患者を治療する上田敬博教授=米子市西町、鳥取大医学部付属病院
患者を治療する上田敬博教授=米子市西町、鳥取大医学部付属病院
患者を治療する上田敬博教授=米子市西町、鳥取大医学部付属病院

 2019年7月に発生し36人が死亡、33人が重軽傷を負った京都アニメーション放火殺人事件からもうじき2年。事件当時、自らも大やけどを負い重体だった青葉真司被告(殺人や現住建造物等放火などの罪で起訴済み)の主治医を務めたのは、現在、鳥取大医学部付属病院救命救急センター(米子市西町)の上田敬博教授だった。上田教授は「九死に一生を得た彼の口から、命の大切さを理解した言葉を聞きたい」と胸の内を語った。

 「患者が来るとしたら、『彼』だろうな」

 平成以降の放火殺人事件で最多の犠牲者を出したむごい事件。発生後、負傷者は京都、大阪両府の複数の病院に分散搬送されていた。しかし熱傷が専門の上田教授が当時勤務していた近畿大病院(大阪府大阪狭山市)には一人も運ばれてこなかった。

 事件発生の翌日、日本熱傷学会からの依頼で、京都第一赤十字病院(京都市)を視察した際、とある重篤な患者の受け入れを頼まれた。青葉被告だった。「まさかと驚くより、やっぱりなという感じだった」と当時を振り返る。

 全身やけどで意識不明の重体。しかも熱傷を免れた皮膚は事件当時、腰に巻いていたウエストポーチ周辺のわずか8センチ四方。皮下組織までに至る3度の熱傷は全身の93%に及び、付き添いの京都府警関係者に「諦めてください。期待に沿えないと思います」と告げたほどだった。

 近畿大病院での治療は一進一退だったが、他人からの植皮には頼らなかった。やけどをした皮膚を除去し、コラーゲンなどでできた人工真皮を貼る手術を4回実施。健常な皮膚を培養してつくった表皮も5回に分けて貼った。いずれも集中力と高度な技術を要した。また1日2回、青葉被告の容体を観察し、不測の事態に備えた。

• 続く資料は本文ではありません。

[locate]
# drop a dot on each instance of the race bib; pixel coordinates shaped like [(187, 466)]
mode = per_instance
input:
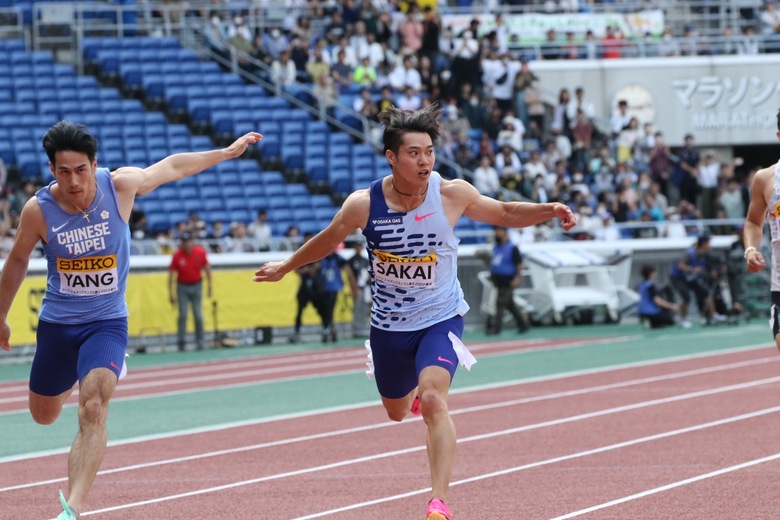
[(402, 271), (88, 276)]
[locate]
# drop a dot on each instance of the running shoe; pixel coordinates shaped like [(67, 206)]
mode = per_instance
[(68, 513), (438, 510), (416, 406)]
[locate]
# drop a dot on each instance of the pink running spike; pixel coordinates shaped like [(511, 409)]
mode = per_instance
[(416, 406), (438, 510)]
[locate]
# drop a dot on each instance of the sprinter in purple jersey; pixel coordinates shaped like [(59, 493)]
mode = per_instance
[(82, 220)]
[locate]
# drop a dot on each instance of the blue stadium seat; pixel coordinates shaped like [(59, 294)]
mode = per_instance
[(211, 192), (240, 215), (321, 201), (216, 203), (292, 156), (254, 191), (232, 191), (275, 191), (235, 203)]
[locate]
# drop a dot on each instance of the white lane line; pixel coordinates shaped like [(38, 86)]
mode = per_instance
[(555, 460), (352, 356), (388, 424), (321, 411), (500, 433), (667, 487)]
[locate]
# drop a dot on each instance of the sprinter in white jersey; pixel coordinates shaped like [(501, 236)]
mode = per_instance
[(82, 220), (417, 310), (765, 204)]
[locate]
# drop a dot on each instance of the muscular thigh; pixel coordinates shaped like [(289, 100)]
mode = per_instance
[(400, 357), (66, 353)]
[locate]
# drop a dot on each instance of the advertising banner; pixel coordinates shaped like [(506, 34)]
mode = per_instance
[(241, 303)]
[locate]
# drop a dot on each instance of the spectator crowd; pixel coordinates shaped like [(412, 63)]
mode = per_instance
[(497, 125)]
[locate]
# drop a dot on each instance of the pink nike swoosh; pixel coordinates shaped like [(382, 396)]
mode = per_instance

 治療から2カ月後、青葉被告は言葉が出るまで回復した。「ああ」と一言つぶやくと、泣いた。何が起こっているのか、自分がどのような罪を犯したのか分からないように見えた。上田教授は「どんなことがあっても人を傷つけてはならないと治療を通して感じてほしかった」。

 取り調べに耐えられる状態となった11月中旬、青葉被告は再び、京都第一赤十字病院へ。転院の際、上田教授は「僕らと接して、少しは自分が変わったか」と投げ掛けた。

 青葉被告から返ってきた言葉は今でも鮮明に覚えている。

 「変わらざるを得なかった」ー。

 

 京都アニメーション放火殺人事件 2019年7月18日、住所不定、無職青葉真司被告が京都市のアニメ制作会社「京都アニメーション」の第1スタジオに侵入、社員らにガソリンを浴びせて火を付け、36人を殺害、33人を負傷させた。京都地検は殺人や現住建造物等放火など五つの罪で20年12月、青葉被告を起訴。今後の裁判員裁判では、責任能力の有無や程度が主要な争点になるとみられる。

 

うえだ・たかひろ 福岡市出身。日本救急医学会救急科専門医・指導医。日本熱傷学会熱傷専門医。開業医だった父の影響で医師を志す。2020年4月から鳥取大医学部付属病院救命救急センター教授。49歳。